Zuletzt brachten die Hofer als Gastgeschenk die Idee mit, gemeinsam eine Pegnitzer HofBratwurst zu kreieren. Gesagt, getan. Nach einer Bürgerbefragung über die Geschmackswünsche hat eine Fachjury inzwischen ein Grundrezept erarbeitet, das von den Metzgereien Herpich in Hof sowie von Werner Schiller und Tim Lindner in Pegnitz erfolgreich interpretiert wird.

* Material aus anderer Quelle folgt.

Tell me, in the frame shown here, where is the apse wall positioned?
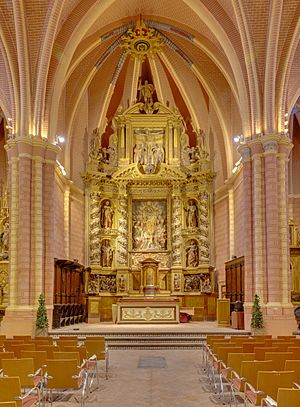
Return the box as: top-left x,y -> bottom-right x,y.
214,169 -> 244,283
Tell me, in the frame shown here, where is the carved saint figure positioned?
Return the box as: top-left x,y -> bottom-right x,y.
139,80 -> 154,106
101,240 -> 113,267
174,274 -> 181,291
119,275 -> 126,291
101,200 -> 114,229
185,199 -> 198,229
0,220 -> 9,253
186,240 -> 199,267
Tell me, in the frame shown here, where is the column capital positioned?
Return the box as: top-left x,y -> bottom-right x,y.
262,139 -> 278,154
237,144 -> 251,162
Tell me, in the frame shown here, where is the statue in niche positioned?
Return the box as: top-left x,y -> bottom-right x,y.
101,200 -> 114,229
186,240 -> 199,267
174,274 -> 181,291
0,219 -> 9,259
101,240 -> 113,267
185,200 -> 198,229
119,274 -> 126,291
201,274 -> 212,292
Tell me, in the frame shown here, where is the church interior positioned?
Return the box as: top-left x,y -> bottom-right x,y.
1,0 -> 300,405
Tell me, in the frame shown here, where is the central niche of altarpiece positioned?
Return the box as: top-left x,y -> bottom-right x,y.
82,91 -> 216,298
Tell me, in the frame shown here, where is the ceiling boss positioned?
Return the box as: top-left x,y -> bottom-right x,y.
120,19 -> 164,60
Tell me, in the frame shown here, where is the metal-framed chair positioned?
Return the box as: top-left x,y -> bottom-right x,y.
45,359 -> 88,407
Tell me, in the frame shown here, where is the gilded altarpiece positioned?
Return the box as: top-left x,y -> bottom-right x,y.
82,97 -> 217,321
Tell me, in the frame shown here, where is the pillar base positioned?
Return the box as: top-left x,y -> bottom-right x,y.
0,308 -> 36,337
243,303 -> 296,336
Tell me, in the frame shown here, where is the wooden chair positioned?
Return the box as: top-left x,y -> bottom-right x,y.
63,346 -> 88,363
284,359 -> 300,384
0,376 -> 39,407
84,338 -> 108,380
45,359 -> 88,406
251,335 -> 272,340
277,335 -> 296,340
0,402 -> 17,407
226,353 -> 255,405
230,360 -> 274,405
35,345 -> 58,358
58,335 -> 78,341
3,341 -> 24,352
1,358 -> 43,391
263,352 -> 293,370
13,336 -> 32,343
20,350 -> 47,373
52,351 -> 81,365
33,337 -> 53,345
0,352 -> 15,370
254,347 -> 279,360
261,388 -> 300,406
57,340 -> 78,350
217,347 -> 243,402
10,344 -> 35,358
242,342 -> 265,353
244,370 -> 296,406
287,347 -> 300,359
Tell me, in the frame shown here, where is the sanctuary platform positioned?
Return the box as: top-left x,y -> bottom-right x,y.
49,321 -> 251,350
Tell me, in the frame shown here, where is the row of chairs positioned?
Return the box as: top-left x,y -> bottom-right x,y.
0,335 -> 108,373
0,358 -> 90,406
0,335 -> 108,406
203,334 -> 300,406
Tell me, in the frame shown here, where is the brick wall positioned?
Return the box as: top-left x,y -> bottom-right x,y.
214,195 -> 229,281
53,179 -> 65,259
69,193 -> 85,264
234,171 -> 244,258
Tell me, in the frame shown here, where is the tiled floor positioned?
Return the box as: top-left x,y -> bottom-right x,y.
54,349 -> 225,407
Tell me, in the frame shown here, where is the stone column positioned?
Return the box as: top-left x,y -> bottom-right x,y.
1,138 -> 59,335
228,188 -> 235,259
278,141 -> 293,305
198,191 -> 210,262
171,184 -> 182,266
263,138 -> 281,305
89,192 -> 101,265
252,143 -> 266,302
63,186 -> 70,259
238,145 -> 253,303
117,183 -> 128,266
43,147 -> 58,307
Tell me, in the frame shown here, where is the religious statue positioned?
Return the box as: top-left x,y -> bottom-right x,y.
119,274 -> 126,291
0,219 -> 9,255
186,240 -> 199,267
201,274 -> 211,292
101,240 -> 113,267
101,200 -> 114,229
174,274 -> 181,291
133,141 -> 165,173
89,128 -> 100,159
185,200 -> 198,229
139,80 -> 155,109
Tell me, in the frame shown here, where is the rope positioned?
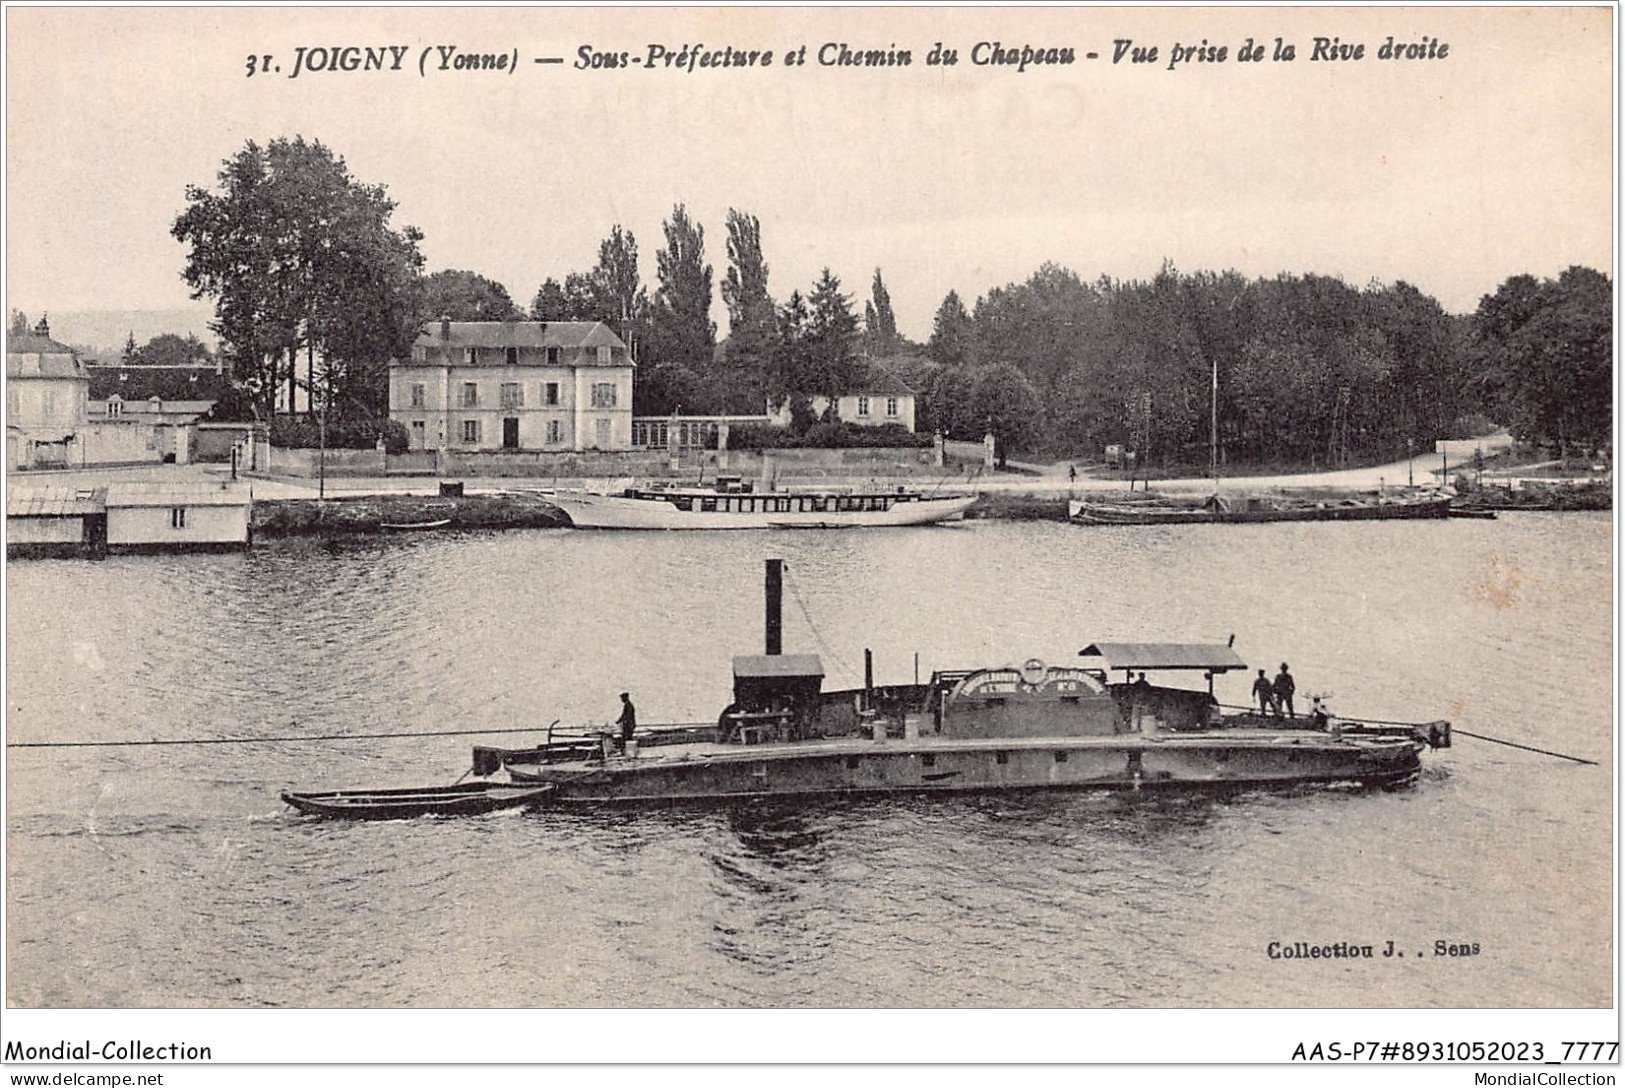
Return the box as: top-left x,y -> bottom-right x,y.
1452,729 -> 1598,766
1218,702 -> 1598,765
782,569 -> 855,679
5,721 -> 721,751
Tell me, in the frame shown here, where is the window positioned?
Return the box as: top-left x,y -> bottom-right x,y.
996,751 -> 1009,765
596,345 -> 612,365
546,420 -> 562,444
465,347 -> 478,365
462,419 -> 480,444
107,398 -> 123,418
857,395 -> 870,417
461,382 -> 479,408
886,396 -> 899,417
410,383 -> 426,408
499,382 -> 522,408
410,420 -> 426,448
594,418 -> 612,448
505,347 -> 518,366
170,508 -> 187,529
546,347 -> 561,366
590,383 -> 617,408
544,382 -> 559,406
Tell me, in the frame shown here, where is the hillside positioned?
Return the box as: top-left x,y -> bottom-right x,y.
43,306 -> 216,361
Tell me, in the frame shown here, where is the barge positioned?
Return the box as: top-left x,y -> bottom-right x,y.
1069,489 -> 1453,526
471,561 -> 1450,805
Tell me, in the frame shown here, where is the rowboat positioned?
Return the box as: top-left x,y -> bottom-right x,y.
379,518 -> 452,531
281,781 -> 554,820
549,477 -> 976,530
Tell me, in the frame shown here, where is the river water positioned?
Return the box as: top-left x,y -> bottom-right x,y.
4,514 -> 1613,1010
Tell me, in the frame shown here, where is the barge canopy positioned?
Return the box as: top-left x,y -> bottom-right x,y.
1079,643 -> 1249,674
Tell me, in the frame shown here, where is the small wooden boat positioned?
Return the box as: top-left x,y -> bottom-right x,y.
379,518 -> 453,531
1447,507 -> 1498,520
281,781 -> 554,820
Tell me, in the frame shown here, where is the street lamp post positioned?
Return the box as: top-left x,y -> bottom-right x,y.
317,383 -> 327,501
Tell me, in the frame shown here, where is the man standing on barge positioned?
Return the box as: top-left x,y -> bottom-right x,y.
1253,669 -> 1276,716
1273,664 -> 1296,719
616,692 -> 637,754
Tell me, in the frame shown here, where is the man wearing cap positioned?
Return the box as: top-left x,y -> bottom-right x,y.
1252,668 -> 1276,716
1273,663 -> 1296,719
615,692 -> 637,754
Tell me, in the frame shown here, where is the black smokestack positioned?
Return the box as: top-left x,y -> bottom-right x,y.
765,559 -> 783,655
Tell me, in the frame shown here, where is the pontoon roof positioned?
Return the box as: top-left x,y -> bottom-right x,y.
733,654 -> 825,679
1079,643 -> 1248,673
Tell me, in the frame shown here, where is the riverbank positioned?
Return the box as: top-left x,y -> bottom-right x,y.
253,492 -> 568,536
1454,481 -> 1612,511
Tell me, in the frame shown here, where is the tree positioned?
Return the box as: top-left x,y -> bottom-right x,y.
968,362 -> 1044,465
529,226 -> 649,347
720,209 -> 774,412
530,278 -> 571,321
926,290 -> 974,368
131,333 -> 214,368
10,310 -> 31,337
418,270 -> 521,322
173,136 -> 424,419
1474,266 -> 1612,455
594,225 -> 647,336
805,268 -> 861,401
865,268 -> 900,356
771,289 -> 813,406
647,203 -> 715,373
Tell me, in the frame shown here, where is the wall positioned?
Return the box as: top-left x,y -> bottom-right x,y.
717,447 -> 945,480
433,448 -> 676,478
267,445 -> 387,477
107,503 -> 250,548
195,423 -> 260,463
7,516 -> 84,545
78,420 -> 164,466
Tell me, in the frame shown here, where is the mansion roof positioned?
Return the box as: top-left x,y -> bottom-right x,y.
7,331 -> 88,379
412,320 -> 630,362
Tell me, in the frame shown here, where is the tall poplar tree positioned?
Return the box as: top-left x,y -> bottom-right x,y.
866,268 -> 900,355
720,209 -> 774,411
647,203 -> 715,373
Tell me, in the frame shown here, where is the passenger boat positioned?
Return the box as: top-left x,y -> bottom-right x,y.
548,476 -> 976,530
1069,489 -> 1453,526
281,781 -> 555,820
472,562 -> 1450,805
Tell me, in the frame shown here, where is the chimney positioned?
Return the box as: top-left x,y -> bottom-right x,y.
33,314 -> 49,337
765,559 -> 783,655
440,316 -> 451,339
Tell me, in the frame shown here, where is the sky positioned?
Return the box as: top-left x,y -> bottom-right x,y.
6,7 -> 1614,344
1,6 -> 1618,1072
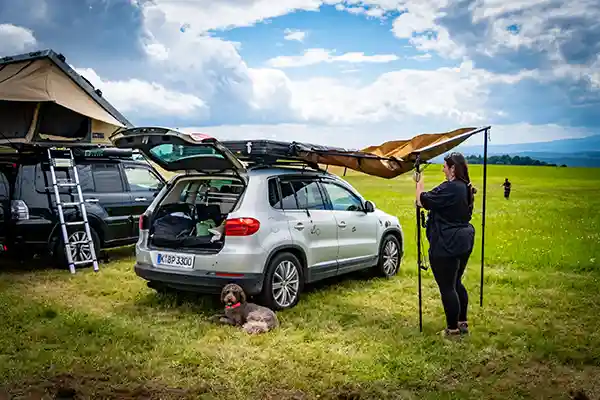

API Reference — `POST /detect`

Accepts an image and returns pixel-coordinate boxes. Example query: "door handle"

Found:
[294,222,305,231]
[338,221,347,228]
[85,198,99,203]
[135,197,147,202]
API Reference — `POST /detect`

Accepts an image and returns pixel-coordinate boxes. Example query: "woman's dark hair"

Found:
[444,152,477,209]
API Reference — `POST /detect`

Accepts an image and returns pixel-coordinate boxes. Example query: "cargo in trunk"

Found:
[148,176,245,252]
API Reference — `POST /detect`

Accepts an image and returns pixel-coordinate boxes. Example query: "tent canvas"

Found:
[0,49,132,148]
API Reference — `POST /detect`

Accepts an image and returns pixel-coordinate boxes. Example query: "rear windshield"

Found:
[149,143,222,163]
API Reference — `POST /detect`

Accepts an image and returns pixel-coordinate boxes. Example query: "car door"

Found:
[319,179,379,275]
[275,176,339,282]
[83,162,134,242]
[122,162,164,237]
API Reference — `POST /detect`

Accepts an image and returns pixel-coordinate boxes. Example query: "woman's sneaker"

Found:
[439,328,461,339]
[458,321,469,335]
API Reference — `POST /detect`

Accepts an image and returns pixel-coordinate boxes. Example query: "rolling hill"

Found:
[449,134,600,167]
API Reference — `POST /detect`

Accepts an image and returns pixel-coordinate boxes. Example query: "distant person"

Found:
[502,178,511,200]
[415,152,476,338]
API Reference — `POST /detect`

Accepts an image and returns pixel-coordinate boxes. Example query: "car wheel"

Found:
[260,252,304,310]
[375,234,402,278]
[55,226,101,270]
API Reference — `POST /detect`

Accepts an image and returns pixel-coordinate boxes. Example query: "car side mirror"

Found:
[364,200,376,213]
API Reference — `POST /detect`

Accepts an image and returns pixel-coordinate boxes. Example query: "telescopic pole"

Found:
[415,155,424,332]
[480,127,490,307]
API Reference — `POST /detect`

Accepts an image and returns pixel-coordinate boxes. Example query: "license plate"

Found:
[156,252,194,268]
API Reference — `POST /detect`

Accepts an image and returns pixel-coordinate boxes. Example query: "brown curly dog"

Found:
[212,283,279,334]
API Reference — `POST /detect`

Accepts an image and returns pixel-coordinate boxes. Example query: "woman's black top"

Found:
[420,180,475,258]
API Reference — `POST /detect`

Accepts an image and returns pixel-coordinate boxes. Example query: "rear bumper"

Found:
[134,262,264,295]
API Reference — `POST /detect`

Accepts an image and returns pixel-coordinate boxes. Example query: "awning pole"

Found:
[415,154,426,332]
[480,127,490,306]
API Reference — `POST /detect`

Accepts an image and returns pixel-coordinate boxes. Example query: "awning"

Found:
[293,126,490,179]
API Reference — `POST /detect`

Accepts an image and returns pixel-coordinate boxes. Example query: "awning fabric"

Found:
[293,126,489,179]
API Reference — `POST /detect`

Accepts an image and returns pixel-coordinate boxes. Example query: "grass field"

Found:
[1,164,599,399]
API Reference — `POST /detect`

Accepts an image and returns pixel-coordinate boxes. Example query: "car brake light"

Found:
[139,214,149,230]
[224,218,260,236]
[11,200,29,220]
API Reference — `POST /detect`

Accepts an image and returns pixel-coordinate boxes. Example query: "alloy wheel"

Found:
[68,231,92,262]
[271,260,300,308]
[382,239,399,275]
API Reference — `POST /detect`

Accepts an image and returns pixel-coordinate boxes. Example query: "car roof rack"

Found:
[0,142,134,160]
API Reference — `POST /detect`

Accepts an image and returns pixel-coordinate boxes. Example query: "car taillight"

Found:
[11,200,29,220]
[139,214,149,230]
[224,218,260,236]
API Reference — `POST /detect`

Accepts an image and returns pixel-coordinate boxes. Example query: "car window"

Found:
[92,163,124,193]
[291,180,327,210]
[268,179,281,208]
[272,179,327,210]
[124,165,162,192]
[320,181,364,212]
[0,172,8,199]
[35,163,95,193]
[275,181,299,210]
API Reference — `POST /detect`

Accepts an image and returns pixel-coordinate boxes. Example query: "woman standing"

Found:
[415,152,476,338]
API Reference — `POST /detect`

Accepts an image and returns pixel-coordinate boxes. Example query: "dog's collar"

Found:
[225,302,241,309]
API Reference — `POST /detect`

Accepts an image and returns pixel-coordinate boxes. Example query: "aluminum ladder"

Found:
[47,147,99,274]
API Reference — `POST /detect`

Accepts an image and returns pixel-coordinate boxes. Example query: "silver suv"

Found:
[112,127,404,310]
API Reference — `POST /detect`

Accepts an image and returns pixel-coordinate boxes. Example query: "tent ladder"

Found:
[47,147,99,274]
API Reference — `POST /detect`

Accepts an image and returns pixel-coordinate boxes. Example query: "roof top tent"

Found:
[0,49,132,151]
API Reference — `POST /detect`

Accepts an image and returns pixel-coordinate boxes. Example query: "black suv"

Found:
[0,148,165,266]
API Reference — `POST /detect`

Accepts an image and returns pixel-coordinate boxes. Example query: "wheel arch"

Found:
[381,227,404,259]
[263,244,308,281]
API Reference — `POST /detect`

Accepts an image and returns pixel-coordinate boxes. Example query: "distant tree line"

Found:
[465,154,566,167]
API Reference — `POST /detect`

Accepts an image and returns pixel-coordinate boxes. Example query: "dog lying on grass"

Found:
[212,283,279,334]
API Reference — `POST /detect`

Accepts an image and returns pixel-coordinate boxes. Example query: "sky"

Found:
[0,0,598,149]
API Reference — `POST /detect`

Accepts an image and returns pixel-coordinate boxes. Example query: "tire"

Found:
[375,234,402,278]
[260,252,304,310]
[54,225,101,270]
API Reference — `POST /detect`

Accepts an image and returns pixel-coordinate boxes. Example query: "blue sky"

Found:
[0,0,598,148]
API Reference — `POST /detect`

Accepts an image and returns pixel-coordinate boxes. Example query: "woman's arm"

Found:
[415,172,425,207]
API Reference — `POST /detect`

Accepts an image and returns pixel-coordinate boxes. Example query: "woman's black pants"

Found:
[429,253,471,330]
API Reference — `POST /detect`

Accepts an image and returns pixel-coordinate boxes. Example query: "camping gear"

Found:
[221,126,489,179]
[0,49,132,149]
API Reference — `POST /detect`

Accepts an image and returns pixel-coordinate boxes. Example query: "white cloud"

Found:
[409,53,432,61]
[0,24,37,56]
[287,60,535,125]
[284,29,307,42]
[267,48,399,68]
[74,68,207,118]
[137,0,324,34]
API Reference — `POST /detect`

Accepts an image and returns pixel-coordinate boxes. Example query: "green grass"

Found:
[1,165,600,399]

Viele weitere Besonderheiten kennzeichnen die Freundschaft, die zum zehnjährigen Bestehen sogar von der Oberfrankenstiftung gewürdigt worden ist. Eines aber ist für die Hofer Gäste beim Besuch in Pegnitz einmalig: Regelmäßig werden sie dort mit Blasmusik und einem mitternächtlichen Festzug durch die Straßen der Stadt zum Bahnhof geleitet. Da bleibt selbst der Franken-Sachsen-Express gerne einmal ein paar Minuten länger stehen, bis das letzte Tänzchen am Bahnsteig absolviert ist.
Schlappenabend
Jetzt, da auch die Stadt Hof zum VGN-Verkehrsverbund zählt, sind gegenseitige Besuche noch leichter. Nächste Gelegenheit dazu ist am Freitag, 19. Juli, wenn ab 18.30 Uhr in Pegnitz wieder der „Schlappenabend“ gefeiert wird. Isi Reinl
Foto: Der ehemalige Pegnitzer Bürgermeister Manfred Thümmler zusammen mit den beiden Freundinnen Monika Greim (links) und Stefanie Reinl (rechts), auf die die Bürgerfreundschaft zurückgeht.